# Sporadic lag -- really annoying [Solved]

## grooveman

Hi.

I'm having a really irritating problem with my PC.  Every few minutes (or sometimes several times a minute), my system will become unresponsive.  Nothing registers, no mouse clicks, keystrokes -- nothing, then all of a sudden, the system will become responsive again, and all my clicks and keystrokes spit out all at once.

This is a new system, and it is no wuss.  It is a quad-core amd with 8GB of ram.  I'm using KDE 4 as my desktop, and I have an NVidia geforce 9800 -- so the compositing should not be a burden at all.

I appreciate any help!

Thanks.

G

----------

## Rexilion

If I were you, I would:

- Try the nv driver for your card (completely disable nvidia (including opengl, kernel module etc...))

- Upgrade to a newer kernel (you have very recent hardware)

- Disable USB (I see a lot of those messages in your dmesg, this could *help* narrow down the problem)

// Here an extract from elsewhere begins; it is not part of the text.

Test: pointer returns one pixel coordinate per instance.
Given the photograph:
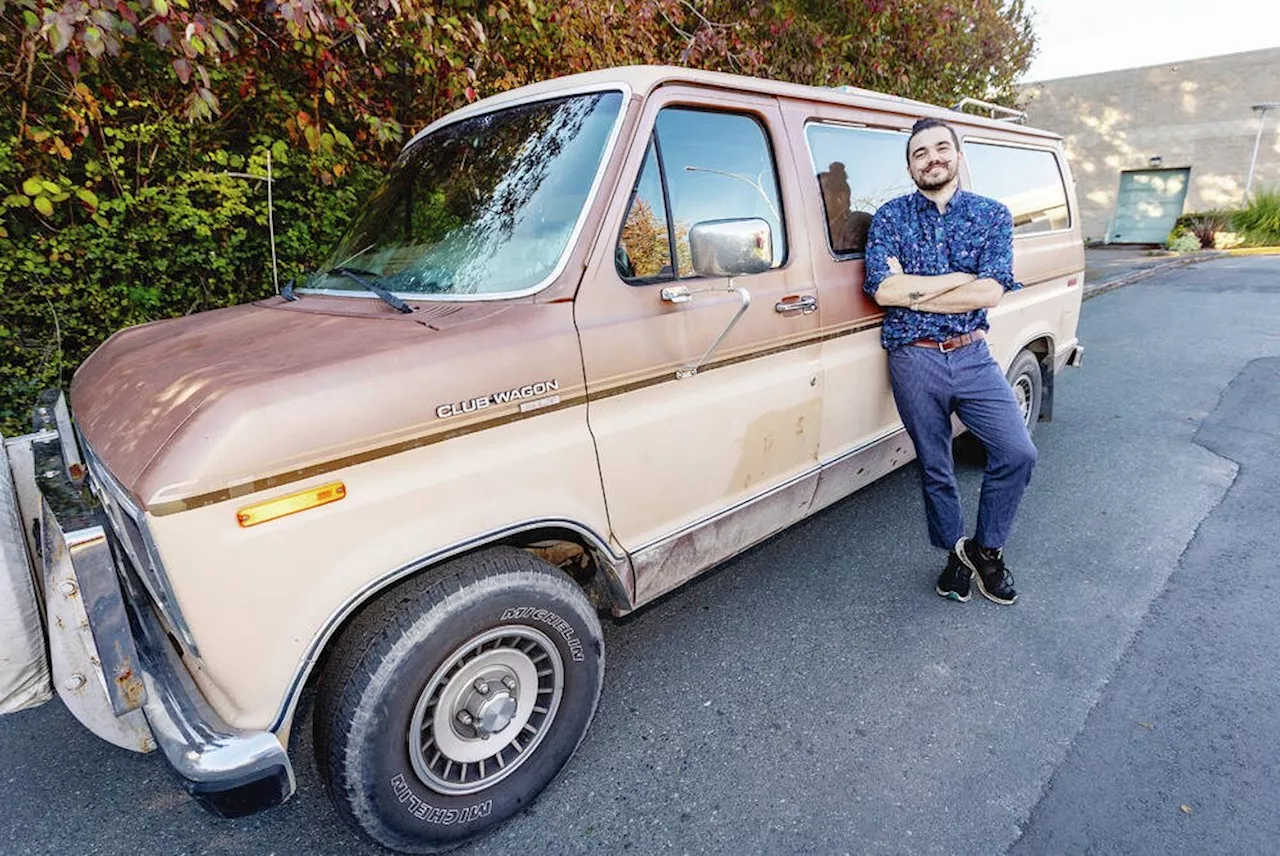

- Try disabling cpu frequency schaling and any other power management related service (except for ACPI of course)

Hope that helps...

----------

## grooveman

Yeah, I think those are good tips... that nvidia driver seems very suspect to me in particular I'll give that a shot in the next day or two here...

Oh yes, I forgot to mention, I am running a raid 1 through mdadm/lvm2 -- thought I would think that should not make a difference...

----------

## Rexilion

 *grooveman wrote:*   

> Yeah, I think those are good tips... that nvidia driver seems very suspect to me in particular I'll give that a shot in the next day or two here...
> 
> Oh yes, I forgot to mention, I am running a raid 1 through mdadm/lvm2 -- thought I would think that should not make a difference...

 

Try without that too, but as a last resort as that seems highly unlikely to be the culprit.

----------

## transpetaflops

You wouldn't happen to have a Western Digital Green Power disk in that computer, would you? The Intelli-Park "feature" of that model is wrecking havoc in Linux-land unfortunately creating the exact behaviour you describe.

----------

## grooveman

 *transpetaflops wrote:*   

> You wouldn't happen to have a Western Digital Green Power disk in that computer, would you? The Intelli-Park "feature" of that model is wrecking havoc in Linux-land unfortunately creating the exact behaviour you describe.

 

Umm... yes.  I've raided two of them   :Shocked: 

And, of course, they are now no longer under warranty...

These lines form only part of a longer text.